Folha de S. Paulo


Com 'seleções' de 16 países, Nigéria vence Copa dos Refugiados

O camisa 2 da "seleção" da Nigéria finca a bola no campo de terra batida do Centro Esportivo Novo Glicério, região central de São Paulo.

O pênalti decisivo contra Camarões tem clima de final de Copa -mais precisamente a Copa do Mundo dos Refugiados, disputada no fim de semana na capital paulista.

Ifeanyi Michael, 22, ajeita o calção verde. Olha para o alto e para a bola, como se pedisse uma ajudinha dos céus.

O narrador, o rapper angolano Romeo Guslarime, 30, criado em Camarões, implora com a ajuda de um megafone: "Chuta para fora", provocando a ira dos nigerianos.

Sem chance para o goleiro, o camisa 2 faz um chute certeiro no canto direito. A Nigéria vence por 3 x 1 nos pênaltis, após empate no tempo normal por 3 x 3. Mali é o terceiro colocado ao bater a Guiné por 3 x 1, também nos pênaltis.

"Quando você crê em Deus e em si mesmo tudo dá certo", diz Ifeanyi vibrando com o troféu na mão. Há dois meses no país, ele deu entrada no pedido de refúgio após sofrer perseguição política na Nigéria.

O evento contou com times de 16 países, entre eles Angola, Síria, Paquistão, República Democrática do Congo, Colômbia, Iraque e Mali e um total de 200 refugiados.

A organização foi feita pelos próprios estrangeiros com apoio da instituição humanitária Caritas Arquidiocesana de São Paulo, do Acnur (agência da ONU para refugiados) e de dezenas de voluntários que souberam do torneio pelas redes sociais.

"Quando vimos a união entre os povos com a Copa da Fifa pensamos por que não fazer a nossa Copa?", diz Romeo, que além de narrar o torneio também criou o hino da Copa.

"Eu e você, vamos viver em paz/ briga e guerra, vamos deixar para trás/ refugiados, nós somos capaz (sic)/ discriminação, não pode mais", diz um trecho da música (veja o vídeo abaixo).

Veja vídeo

"Eu canto o que eu vivo e queria que esse hino unisse todas as comunidades de refugiados, não só os africanos, mas também os colombianos, sírios", diz o rapper.

"Podemos ser diferentes na cultura, mas viemos para o Brasil por motivos em comum", completa ele que está há dois anos no país e busca por emprego, o que tem se tornado difícil já que ainda não teve seu pedido de refúgio aprovado.

Conta que deixou a Angola por questões políticas (teve o pai e o irmão assassinados) e tem se sustentando com dificuldades fazendo alguns eventos de rap.

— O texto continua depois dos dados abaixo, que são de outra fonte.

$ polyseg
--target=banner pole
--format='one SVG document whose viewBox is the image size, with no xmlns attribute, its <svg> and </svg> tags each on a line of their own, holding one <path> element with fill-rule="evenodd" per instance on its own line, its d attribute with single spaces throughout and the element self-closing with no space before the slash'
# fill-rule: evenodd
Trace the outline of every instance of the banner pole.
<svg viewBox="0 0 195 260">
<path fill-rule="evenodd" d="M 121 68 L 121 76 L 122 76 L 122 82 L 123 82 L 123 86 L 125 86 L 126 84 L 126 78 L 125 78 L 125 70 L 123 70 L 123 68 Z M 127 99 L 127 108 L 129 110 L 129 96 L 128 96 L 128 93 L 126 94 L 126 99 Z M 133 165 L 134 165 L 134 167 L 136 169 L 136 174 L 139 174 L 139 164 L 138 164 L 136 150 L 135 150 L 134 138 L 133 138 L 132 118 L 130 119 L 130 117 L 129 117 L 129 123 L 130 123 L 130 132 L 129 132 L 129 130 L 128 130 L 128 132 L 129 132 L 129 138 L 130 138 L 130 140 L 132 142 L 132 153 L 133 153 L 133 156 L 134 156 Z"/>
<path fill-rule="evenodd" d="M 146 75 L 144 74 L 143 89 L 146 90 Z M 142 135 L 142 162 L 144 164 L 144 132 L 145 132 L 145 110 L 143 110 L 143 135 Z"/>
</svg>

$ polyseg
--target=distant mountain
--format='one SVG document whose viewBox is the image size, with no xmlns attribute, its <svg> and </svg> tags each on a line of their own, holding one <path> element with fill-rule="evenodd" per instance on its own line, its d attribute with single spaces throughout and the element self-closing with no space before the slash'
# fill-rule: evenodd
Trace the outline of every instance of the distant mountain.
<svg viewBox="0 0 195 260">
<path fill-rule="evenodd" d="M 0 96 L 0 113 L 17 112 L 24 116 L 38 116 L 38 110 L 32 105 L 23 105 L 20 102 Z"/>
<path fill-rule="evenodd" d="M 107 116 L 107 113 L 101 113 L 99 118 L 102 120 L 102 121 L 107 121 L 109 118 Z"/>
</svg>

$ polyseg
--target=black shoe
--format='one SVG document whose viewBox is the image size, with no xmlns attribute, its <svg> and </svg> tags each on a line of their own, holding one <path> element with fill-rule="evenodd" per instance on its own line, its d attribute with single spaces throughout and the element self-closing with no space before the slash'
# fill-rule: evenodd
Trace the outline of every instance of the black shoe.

"A Guiné pode ter perdido a Copa dos Refugiados, mas a cada 30 minutos de jogo que tivemos aqui construímos novas memórias", diz o guineano Thierno Sysavane, 24, que ao saber da Copa tratou de unir a seleção da Guiné, que ficou em quarto lugar.

Considerado perseguido político após participar de manifestações reivindicando eleições parlamentares em seu país, ele foi reconhecido como refugiado na última semana após um ano e oito meses vivendo no país.

A Copa dos Refugiados também celebrou o fato do Ministério da Justiça ter aprovado na quarta-feira (30), de uma só vez, 680 solicitações de refúgio -maior que o total em todo o ano de 2013 (649).

Com isso, os refugiados no Brasil chegaram a 6.588 pessoas de mais de 80 nacionalidades -os sírios, que vivem uma guerra civil, e os colombianos, que fogem das ações de narcotraficantes, formam os maiores grupos.